Pemohon kasasi adalah pemilik perusahaan PT. Pintalanmas Internusa dengan
seluruh kekayaannya baik tanah maupun bangunan untuk kantor PT. Pintalanmas
Internusa adalah milik pemohon kasasi sehingga pertimbangan Pengadilan Tinggi
adalah tidak benar karena sama sekali tidak mempertimbangkan sertifikat tanah dan
bangunan tempat PT. Pintalanmas Internusa sehingga tuduhan mentransfer uang ke
rekening pribadi pemohon kasasi sama sekali tidak terbukti.

Pertimbangan Pengadilan Tinggi mengenai bukti P.3 s/d P.10 adalah
menyalahi pasal 1340 dan pasal 1365 KUH Perdata karena dalam bukti-bukti tersebut
jelas-jelas disebut sebagai pihak adalah Drs. Fien Subroto sebagai pihak kesatu dan Ir.
Yuwono Widarto sebagai pihak kedua sehingga seharusnya yang digugat adalah pihakpihak
yang tercantum namanya dalam bukti kontrak P.3 s/d P.10, sedangkan pemohon
kasasi sama sekali tidak ikut menandatangani kontrak tersebut dan pemohon kasasi
tidak dapat dimintakan pertanggungan jawab.

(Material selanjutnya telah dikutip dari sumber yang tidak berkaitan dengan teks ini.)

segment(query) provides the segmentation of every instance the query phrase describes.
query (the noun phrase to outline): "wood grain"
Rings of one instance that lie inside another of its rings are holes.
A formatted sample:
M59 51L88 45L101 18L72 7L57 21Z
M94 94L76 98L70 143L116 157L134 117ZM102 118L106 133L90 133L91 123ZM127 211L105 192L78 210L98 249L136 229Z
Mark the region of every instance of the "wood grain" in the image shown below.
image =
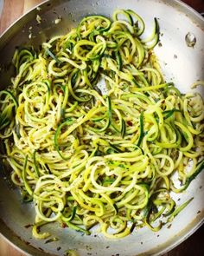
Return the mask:
M29 10L42 0L4 0L3 10L0 18L0 34L23 13ZM183 1L199 12L204 12L204 0ZM204 226L179 246L163 256L202 256L204 255ZM24 256L0 236L0 256ZM109 256L109 255L106 255Z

Pertimbangan Pengadilan Negeri sudah tepat karena subyek hukum dalam
gugatan termohon kasasi kurang sehingga gugatan termohon kasasi harus dinyatakan
tidak dapat diterima dan mohon periksa yurisprudensi tetap Mahkamah Agung RI No.
938 K/Sip/1971 tanggal 4 Oktober 1972.

Putusan Pengadilan Tinggi bertentangan dengan pasal 1905 KUH Perdata dan
pasal 169 HIR karena seorang saksi yaitu Ir. Yuwono Widarto saja bukan saksi “Unus
Testis Nullus Testis” sehingga berdasarkan hal tersebut diatas tidak ada bukti bahwa
pemohon kasasi sebanyak Rp. 2.074.975,- dan juga dari mana asalnya
 bunga yang menurut Undang-Undang 6%/tahun terhitung Februari 1991 sampai dibayar lunas
karena tanggal kontrak bukti P.3 s/d P.10 bermacam-macam tanggalnya demikian juga
pemohon kasasi tidak dapat dipertanggung jawabkan atas kerugian US $ 1.191.864,-
karena pemohon kasasi tidak pernah menandatangani bukti P.11a s/d P.11f sehingga
berdasarkan hal tersebut diatas nyatalah bahwa pemohon kasasi tidak melakukan
perbuatan melawan hukum.

Pertimbangan Pengadilan Tinggi yang hanya berdasarkan keterangan seorang
saksi saja (saksi Iwan M) adalah bertentangan dengan pasal 1905 KUH Perdata dan 169
HIR karena keterangan saksi tersebut yang mengatakan bahwa Pengadilan Tinggi
Pacific Asia di Singapore adalah milik pemohon kasasi ternyata di persidangan
Pengadilan Negeri sama sekali tidak terbukti dan lagi kepemilikan suatu Pengadilan
Tinggi yang merupakan suatu badan hukum maka kekayaan dan tanggungjawabnya
harus terpisah dari kekayaan dan tanggung jawab pribadi pemegang sahamnya.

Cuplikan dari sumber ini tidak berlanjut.